Firstly, a massive apology for not posting in some time. Life has been a bit full on over the last year or so, so the blog has taken a back seat. My apologies especially go to those comments that have remained unmoderated for 6 months. My bad. 😦
Also, just to let you know that while I will touch on the Streetgeekery stuff every now and then, this blog will take on a more transport technology and futures focus. I will still remain true to its original intent, just less about street lamps and tactile paving. Besides, there are loads of great blogs covering that. Anyhow, on with the post.
If you think about the UK’s contribution to the transport world you will no doubt think of the likes of Brunel, George Stephenson, maybe even maritime (the whole Britannia rules the waves thing). But one area where the UK has made an undervalued contribution is transport data. While Detroit may have led the way with four-stage modelling, and Lowry’s model of Metropolis form the basis of modern transport modelling, the early work of the Transport Research Laboratory set the standard for data collection, and standards required of its quality.
Now, this blog has been critical of models in the past (and boy has it been), but they are and are likely to remain a useful tool on which to inform transport decisions. But the data collection game to inform these models, and the data collection requirements of transport professionals, are changing in a digital world.
The sheer amount of devices that can collect data on transport (there are over 83 million mobile phones in the UK alone) but tracking movements isn’t enough. There is an ever-expanding sea of personal information willingly shared out there, with an exploding number of things to collect it, and even more opportunities that it brings. Businesses like transportAPI are finding new ways of manipulating this data, and generating new business models from it. The shift is taking place where simply collecting and modelling transport data isn’t enough. Transport professionals need to understand that data creates value outside of major scheme business cases or informing a purely transport decision.
Let me put it this way, and this is something that may be uncomfortable to many. The best users of transport data are not transport professionals.
That sounds nuts doesn’t it?
Ok, perhaps i’ll clarify a bit. If you want someone to use transport data for a specific transport purpose, to a modeller you must surely go. But there are many more companies using open transport data that, frankly, none of us could have thought of. Want proof? Try CityMapper for one – transport data repackaged into something usable. Or how about how Transport for London’s open data now powers over 200 apps?

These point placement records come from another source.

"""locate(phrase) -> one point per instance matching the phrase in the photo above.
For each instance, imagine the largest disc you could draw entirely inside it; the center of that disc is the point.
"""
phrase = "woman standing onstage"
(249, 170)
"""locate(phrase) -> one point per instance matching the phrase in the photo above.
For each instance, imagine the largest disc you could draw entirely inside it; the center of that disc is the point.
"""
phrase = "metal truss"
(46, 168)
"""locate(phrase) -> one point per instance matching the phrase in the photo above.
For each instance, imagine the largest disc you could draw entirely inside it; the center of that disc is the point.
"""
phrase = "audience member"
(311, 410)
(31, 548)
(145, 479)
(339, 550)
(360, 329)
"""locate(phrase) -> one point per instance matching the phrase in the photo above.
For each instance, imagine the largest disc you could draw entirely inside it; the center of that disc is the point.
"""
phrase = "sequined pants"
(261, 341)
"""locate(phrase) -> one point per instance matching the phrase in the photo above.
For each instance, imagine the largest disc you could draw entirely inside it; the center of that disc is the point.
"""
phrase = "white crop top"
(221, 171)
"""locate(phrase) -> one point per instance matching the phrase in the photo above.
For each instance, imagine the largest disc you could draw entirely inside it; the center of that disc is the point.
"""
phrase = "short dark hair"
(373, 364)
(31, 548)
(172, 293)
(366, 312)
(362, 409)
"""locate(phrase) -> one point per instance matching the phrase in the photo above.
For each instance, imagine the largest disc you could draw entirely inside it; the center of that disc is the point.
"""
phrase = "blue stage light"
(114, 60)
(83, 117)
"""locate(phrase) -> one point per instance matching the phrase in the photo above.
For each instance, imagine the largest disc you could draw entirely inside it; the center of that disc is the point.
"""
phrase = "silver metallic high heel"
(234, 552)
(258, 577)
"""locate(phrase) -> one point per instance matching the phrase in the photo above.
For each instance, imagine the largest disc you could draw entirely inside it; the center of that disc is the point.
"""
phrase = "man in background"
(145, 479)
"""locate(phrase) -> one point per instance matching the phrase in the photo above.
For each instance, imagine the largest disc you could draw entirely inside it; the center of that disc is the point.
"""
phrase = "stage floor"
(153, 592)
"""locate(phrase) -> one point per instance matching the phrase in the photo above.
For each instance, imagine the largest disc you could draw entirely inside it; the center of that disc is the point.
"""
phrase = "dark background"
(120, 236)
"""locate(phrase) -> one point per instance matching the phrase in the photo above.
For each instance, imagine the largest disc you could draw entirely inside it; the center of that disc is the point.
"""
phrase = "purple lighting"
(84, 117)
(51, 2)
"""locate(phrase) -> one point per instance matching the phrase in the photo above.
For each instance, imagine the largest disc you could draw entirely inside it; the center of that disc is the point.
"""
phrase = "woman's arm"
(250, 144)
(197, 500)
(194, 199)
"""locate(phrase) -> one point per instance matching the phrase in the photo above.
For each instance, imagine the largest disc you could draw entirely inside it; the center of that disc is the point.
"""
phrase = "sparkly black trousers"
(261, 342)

Transport data courses need to be so much more than building spreadsheet models and regression analyses. It needs to be something more fundamental – how transport data can create value outside of transport, and our responsibilities as professionals to not just rigorous data quality for our clients but to making this data available for the common good. That means going outside our comfort zone, and facing challenge from outside the industry on how this data is used.
A report from the Transport Systems Catapult (yeah, its a work plug, so sue me) is intended to be the first step on this journey. It’s not the entire story but I’ll say one thing: the days of only collecting data from manual counts, and putting into simple spreadsheet models to form the basis of transport decisions are numbered.